# Compilación del núcleo con soporte para la Tekram 315-U

## Pep

Hola a todos,

Tengo un pequeño problema a la hora de compilar el núcleo (2.4.19 ac-2) con soporte para la tarjeta SCSI Tekram 315-U

Sigo los siguientes pasos:

Descargo el driver (versión 1.41) para esta tarjeta de la página de Kurtz

Parcheo el núcleo

Configuro las opciones del núcleo para que compile el driver (no lo incluyo como error)

Comienzo la compilación y cuando llega a compilar el driver obtengo un error.

¿Alguno de vosotros ha conseguido instalar esta tarjeta?

----------

## BaSS

Prueba con el kernel vanilla

----------

## Pep

Nada. Obtengo el mismo error.

En una parte del README del parche se dice:

 *Quote:*   

> If you want to compile with the new exception handling strategy on 2.4 kernels, you can force so by using make FORCE_NEW_EH=1.

 

¿Como introduzco esa opcion?

¿Hago make FORCE_NEW_EH=1 dep @@ make clean bzImage ......?[/quote]

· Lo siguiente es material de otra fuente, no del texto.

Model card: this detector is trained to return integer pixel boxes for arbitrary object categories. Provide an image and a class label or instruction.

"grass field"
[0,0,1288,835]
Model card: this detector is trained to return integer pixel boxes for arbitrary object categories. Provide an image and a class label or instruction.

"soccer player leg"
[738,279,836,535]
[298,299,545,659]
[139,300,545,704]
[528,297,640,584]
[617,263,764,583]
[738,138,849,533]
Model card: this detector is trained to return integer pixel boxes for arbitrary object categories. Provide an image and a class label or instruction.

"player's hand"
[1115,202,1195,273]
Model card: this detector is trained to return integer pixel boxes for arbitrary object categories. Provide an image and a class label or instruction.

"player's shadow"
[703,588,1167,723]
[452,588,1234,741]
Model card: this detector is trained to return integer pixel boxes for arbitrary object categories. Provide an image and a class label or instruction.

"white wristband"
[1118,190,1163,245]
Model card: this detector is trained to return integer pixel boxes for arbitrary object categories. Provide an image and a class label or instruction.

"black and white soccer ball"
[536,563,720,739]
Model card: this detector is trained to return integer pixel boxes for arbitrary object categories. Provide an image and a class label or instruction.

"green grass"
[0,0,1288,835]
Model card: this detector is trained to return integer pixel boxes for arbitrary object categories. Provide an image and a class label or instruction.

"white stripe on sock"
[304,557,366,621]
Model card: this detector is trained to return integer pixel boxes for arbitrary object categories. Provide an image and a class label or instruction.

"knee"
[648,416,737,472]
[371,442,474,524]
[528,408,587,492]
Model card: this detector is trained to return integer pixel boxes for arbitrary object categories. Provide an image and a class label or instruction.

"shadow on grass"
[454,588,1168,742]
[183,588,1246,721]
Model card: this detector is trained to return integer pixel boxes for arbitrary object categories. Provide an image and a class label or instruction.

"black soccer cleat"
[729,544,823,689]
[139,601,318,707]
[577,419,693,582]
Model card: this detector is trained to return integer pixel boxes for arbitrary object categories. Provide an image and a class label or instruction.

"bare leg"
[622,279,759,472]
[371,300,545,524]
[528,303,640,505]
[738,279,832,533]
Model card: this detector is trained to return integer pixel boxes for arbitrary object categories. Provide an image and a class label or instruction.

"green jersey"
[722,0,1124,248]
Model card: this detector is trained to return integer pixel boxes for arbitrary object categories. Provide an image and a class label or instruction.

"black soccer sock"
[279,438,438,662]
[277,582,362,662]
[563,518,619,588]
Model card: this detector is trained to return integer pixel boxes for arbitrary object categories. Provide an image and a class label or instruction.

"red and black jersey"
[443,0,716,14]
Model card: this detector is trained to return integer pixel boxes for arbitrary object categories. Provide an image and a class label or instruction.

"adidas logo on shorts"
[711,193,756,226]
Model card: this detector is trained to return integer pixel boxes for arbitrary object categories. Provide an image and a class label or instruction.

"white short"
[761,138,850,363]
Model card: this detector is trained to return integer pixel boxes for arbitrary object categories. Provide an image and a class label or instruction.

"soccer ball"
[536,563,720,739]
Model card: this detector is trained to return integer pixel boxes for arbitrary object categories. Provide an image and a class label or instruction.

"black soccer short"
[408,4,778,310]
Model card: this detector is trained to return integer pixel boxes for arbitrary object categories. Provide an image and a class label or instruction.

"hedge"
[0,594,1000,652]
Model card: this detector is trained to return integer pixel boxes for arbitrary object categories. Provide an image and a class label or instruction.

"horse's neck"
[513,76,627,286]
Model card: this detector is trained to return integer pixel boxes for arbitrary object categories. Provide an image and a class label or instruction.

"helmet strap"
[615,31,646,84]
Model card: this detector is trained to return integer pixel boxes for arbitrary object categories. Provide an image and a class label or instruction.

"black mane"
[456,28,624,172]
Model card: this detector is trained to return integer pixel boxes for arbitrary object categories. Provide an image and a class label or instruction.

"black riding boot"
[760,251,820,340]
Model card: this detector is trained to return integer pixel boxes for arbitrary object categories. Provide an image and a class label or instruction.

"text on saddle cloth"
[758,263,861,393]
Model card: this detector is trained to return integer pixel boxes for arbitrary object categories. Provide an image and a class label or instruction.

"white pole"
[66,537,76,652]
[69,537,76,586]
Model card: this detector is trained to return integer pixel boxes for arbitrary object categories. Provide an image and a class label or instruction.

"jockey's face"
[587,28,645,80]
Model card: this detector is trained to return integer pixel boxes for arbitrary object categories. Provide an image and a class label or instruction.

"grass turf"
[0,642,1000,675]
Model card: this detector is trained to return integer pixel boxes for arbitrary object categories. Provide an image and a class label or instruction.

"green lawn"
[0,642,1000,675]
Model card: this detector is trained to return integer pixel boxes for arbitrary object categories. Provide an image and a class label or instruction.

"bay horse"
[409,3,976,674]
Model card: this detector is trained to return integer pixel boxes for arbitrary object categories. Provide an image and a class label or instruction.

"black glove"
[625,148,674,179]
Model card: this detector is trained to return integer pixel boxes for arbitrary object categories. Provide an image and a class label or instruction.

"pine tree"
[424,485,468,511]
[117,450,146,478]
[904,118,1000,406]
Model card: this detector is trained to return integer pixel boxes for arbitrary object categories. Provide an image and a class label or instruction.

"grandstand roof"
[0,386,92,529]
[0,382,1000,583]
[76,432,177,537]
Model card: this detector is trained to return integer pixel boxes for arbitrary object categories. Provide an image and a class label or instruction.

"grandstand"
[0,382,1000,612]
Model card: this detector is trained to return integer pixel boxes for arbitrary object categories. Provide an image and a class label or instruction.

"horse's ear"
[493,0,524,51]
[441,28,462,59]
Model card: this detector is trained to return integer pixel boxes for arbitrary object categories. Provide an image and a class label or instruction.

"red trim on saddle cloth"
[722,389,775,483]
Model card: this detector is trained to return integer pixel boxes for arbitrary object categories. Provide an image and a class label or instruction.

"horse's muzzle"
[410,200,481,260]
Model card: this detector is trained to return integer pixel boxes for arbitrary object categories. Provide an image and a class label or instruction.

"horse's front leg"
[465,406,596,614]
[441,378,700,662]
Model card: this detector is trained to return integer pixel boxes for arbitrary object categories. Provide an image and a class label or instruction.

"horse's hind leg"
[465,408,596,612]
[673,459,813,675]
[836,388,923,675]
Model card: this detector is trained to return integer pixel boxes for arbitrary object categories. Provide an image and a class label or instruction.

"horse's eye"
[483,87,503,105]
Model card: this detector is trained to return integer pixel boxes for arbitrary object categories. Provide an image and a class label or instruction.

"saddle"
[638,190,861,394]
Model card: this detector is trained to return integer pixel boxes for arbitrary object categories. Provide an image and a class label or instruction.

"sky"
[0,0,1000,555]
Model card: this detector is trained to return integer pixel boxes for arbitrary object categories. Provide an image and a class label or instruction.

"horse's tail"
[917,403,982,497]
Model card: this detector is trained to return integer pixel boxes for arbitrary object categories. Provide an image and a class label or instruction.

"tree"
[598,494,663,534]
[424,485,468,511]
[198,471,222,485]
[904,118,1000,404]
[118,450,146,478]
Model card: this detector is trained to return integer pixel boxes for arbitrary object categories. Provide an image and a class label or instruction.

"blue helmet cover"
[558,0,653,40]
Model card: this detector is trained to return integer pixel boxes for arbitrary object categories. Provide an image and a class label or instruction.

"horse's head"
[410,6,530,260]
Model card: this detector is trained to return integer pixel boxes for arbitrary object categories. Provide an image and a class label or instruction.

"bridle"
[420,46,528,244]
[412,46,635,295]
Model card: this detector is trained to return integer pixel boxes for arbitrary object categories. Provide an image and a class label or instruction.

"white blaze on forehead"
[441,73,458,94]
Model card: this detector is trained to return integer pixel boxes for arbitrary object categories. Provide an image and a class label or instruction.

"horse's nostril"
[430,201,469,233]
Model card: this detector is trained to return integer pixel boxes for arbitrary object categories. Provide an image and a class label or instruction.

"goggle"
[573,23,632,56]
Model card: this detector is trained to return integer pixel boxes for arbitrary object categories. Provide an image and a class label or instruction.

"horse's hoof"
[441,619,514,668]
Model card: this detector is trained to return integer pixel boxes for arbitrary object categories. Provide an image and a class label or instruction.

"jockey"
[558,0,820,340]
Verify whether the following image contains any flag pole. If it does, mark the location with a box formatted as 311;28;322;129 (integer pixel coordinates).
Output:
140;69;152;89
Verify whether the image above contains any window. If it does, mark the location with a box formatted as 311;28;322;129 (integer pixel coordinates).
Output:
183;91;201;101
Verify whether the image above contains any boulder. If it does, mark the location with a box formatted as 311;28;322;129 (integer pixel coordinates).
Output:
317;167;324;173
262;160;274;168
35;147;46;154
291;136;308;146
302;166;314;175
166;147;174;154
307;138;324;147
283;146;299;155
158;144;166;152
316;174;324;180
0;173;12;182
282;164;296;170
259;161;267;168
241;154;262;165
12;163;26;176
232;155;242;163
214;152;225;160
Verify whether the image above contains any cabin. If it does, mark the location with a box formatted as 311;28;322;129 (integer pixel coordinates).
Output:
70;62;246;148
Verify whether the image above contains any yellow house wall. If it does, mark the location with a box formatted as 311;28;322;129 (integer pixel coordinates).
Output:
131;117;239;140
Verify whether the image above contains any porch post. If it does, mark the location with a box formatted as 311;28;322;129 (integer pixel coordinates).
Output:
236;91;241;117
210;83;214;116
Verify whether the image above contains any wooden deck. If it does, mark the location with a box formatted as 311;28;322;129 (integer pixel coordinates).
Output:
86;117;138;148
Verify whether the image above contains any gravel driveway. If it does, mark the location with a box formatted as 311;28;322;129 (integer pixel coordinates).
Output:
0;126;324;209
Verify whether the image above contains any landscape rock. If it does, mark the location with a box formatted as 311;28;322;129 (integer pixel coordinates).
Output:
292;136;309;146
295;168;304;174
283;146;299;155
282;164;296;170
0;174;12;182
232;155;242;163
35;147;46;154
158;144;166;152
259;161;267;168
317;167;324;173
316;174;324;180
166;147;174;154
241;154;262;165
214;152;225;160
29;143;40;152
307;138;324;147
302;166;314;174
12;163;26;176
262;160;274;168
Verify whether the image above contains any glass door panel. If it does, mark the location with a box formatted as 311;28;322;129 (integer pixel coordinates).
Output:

También habla de lo siguiente:

 *Quote:*   

> NEW: You may be able to skip compilation of the kernel by just using the
> 
> Makefile. For 2.4 kernels, if you compile outside the kernel source tree,
> 
> you don't even need to apply a patch to your kernel any more.
> ...

 

¿Cómo puedo hacerlo? Hago make en el directorio donde he descomprimido el driver, comienza a compilar pero se para

----------